Getting to the Root of the Problem

LONDON (ENGLAND)
The Tablet

February 27, 2019

By Jorge I. Dominguez-Lopez

In 2003, when the first wave of sexual abuse by the clergy in the United States was at its critical point, a Latin American priest visiting New York told me: “We in Latin America read the news about the sexual abuse scandals in the Church in the United States but we can’t understand how such a thing could happen.”

For him – as for many commentators at that time – this was just an American problem.

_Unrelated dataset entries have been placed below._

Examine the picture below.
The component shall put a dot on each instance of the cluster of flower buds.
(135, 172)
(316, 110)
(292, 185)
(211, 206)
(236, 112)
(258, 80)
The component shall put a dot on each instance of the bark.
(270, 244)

A few years later, the epidemic of sexual abuse scandals hit Ireland and Australia. Some experts offered then another explanation – the sexual abuse epidemic was an Anglo-Saxon problem.

The new theory ignored cases of abuse in the last century like that of Mexican priest Marcial Maciel, founder of the Legion of Christ and the Regnum Christi movement. Other famous cases in Latin America include Peruvian layman Luis Fernando Figari, founder of Sodalitium Christianae Vitae (SCV), a lay Catholic movement, and Fernando Karadima. After years of accusations, Karadima was defrocked by Pope Francis last September.

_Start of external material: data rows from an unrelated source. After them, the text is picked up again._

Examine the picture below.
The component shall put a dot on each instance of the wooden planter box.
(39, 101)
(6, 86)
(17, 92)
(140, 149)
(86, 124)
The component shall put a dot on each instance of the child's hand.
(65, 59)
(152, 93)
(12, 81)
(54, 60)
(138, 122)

Karadima’s case was the prelude of the Chilean church’s crisis that exploded last year and resulted in a meeting at the Vatican where all the bishops of Chile presented their resignation to the Holy Father.

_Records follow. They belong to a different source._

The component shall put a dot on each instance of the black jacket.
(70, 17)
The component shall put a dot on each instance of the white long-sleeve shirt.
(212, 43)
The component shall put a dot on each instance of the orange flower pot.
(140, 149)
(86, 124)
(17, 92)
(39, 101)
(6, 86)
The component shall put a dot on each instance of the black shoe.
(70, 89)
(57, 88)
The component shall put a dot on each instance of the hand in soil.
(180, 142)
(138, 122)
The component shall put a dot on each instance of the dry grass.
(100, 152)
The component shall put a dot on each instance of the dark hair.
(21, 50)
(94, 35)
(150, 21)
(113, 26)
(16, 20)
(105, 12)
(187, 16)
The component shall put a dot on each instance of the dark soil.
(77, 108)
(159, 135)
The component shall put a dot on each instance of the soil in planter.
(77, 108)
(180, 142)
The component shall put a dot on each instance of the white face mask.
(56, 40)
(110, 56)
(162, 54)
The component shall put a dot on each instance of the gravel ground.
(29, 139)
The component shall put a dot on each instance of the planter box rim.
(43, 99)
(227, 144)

Last September, a study revealed that at least 1,670 members of the clergy and lay workers in the church in Germany had been accused of sexual abuse between 1946 and 2014. Six days later, an investigation revealed that 20 out of 39 Dutch cardinals, along with bishops and their auxiliaries “covered up sexual abuse,” for more than 65 years. Italy and India had their share of scandalous revelations too during the same year.

It became clear that the sexual abuse scandal was neither an American, nor an Anglo-Saxon problem. It became clear too in America that it was not a “Catholic problem” as scandals in Hollywood, Protestant denominations and the sports world came to light.